Hummalı çalışmalarla geçen birkaç yılın sonunda, açılış töreni geldi çattı. Hazırlıklar hız kesmeden devam ediyordu. O günlerin birinde, belki de adanın gördüğü en yakıcı sıcağın yaşandığı mayıs ayında, önümde uzun boylu, cılız bir adam belirdi. Önce gölgemde dinlenip terini soğuttu. Saye kelimesi gölge anlamına gelirmiş, ‘saye’mde bu adam Kıbrıs’ın kavurucu sıcaklarında o gün biraz serinledi. Bir zamanlar ince ve kırılgan dallarımla sert rüzgârlara karşı direnen ben, şimdi koca gövdeme yaslanan bu cılız adamı taşıyamıyordum. Bir dal parçam kırılıp adamın üzerine düşüverdi. Bir hışımla yerinden doğruldu ve yüksek sesle bağırarak etrafına birilerini topladı. Onu sinirlendirmiştim. Anladığım, buralarda yetkili kişilerden biriydi. Birine makam ver ve gerçek yüzünü göstersin, derlermiş. Birkaç saat sonra, gün batımına yakın, gövdem köklerimden ayrıldı ve ben yere yığılıverdim. Yerdeydim ama göğe doğru bakıyordum. Beyaz güvercinler havada uçuşuyordu, umutla. Bulutların ardında beliren ve incecik, kıpkırmızı bir çizgi halini alan günbatımı, bana bu ülkenin kanayan yarasını son kez hatırlattı.

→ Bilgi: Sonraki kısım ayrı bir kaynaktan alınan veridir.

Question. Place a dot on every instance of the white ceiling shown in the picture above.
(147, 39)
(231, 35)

Uzun zamandır, iki ters bir düz işlenen örgü gibiydi Kıbrıslı Türklerin hayatı; düzgün giden bir şeylerin ardından onu hep terslikler takip ederdi. Şimdi bu zamanın çarpığı ile baş etmeye çalışacaklardı. Oysa bu ülke sadece taşlarıyla değil, kökleriyle de ayakta kalacaktı. Şimdi ise sökülen bu kökler geride yankısı yıllarca sürecek bir boşluk ve sessizlik bırakmıştı. Bu sessizlik, bazen bir çığlık olur ve o çığlık kulaklarda değil, daha derinlerde hissedilirdi.
***
Kıymetli okuyucu,
Niyetim ne birini kırmak, ne incitmek, ne de siyasi bir mesaj vermek. Kimseyi yermek, kimseye işaret etmek değil derdim. Sadece bazen, birilerinin bazı yaşanmışlıkları, sessizce geçen hikâyeleri kelimelere dökmesi gerekir. Ben de bu görev için bir ağaca sığındım. O ağaç ki… Yıllarca insanlara gölge, kuşlara barınak oldu. O ağaç ki… Sessizce aramızdan ayrıldı. Ve şimdi, onun ‘saye’sinde dinlediklerimi size anlatıyorum. Onun köklerinden süzülen bu hikâye, kulaktan kulağa, nesilden nesile aktarılsın istiyorum.
Ben kim miyim?
Ben Ayşe’yim… Mehmet’im… Ben Barış’ım, Umut’um… Yorgo’yum, Dimitri’yim, Elena’yım… Ben bu adanın her rengiyim; hem hepinizim, hem hiçbirinizim. Yerimden edilsem de köklerim orada, hâlâ toprağın altında… Dilerim, bu adanın herhangi bir yerinde, yeniden kök salabilirim. Dilerim, bir daha yerimden edilmem ve özgürce uzanabilirim göğe; sessiz ama güçlü, sade ama dirençli, huzurla ve barışla… tıpkı bir ağaç gibi kök salıp suskun topraklara, göğe uzanırken, geçmişi değil geleceği düşünecek ve her bir yaprağımda biraz umut, her dalımda barış filizlenecek.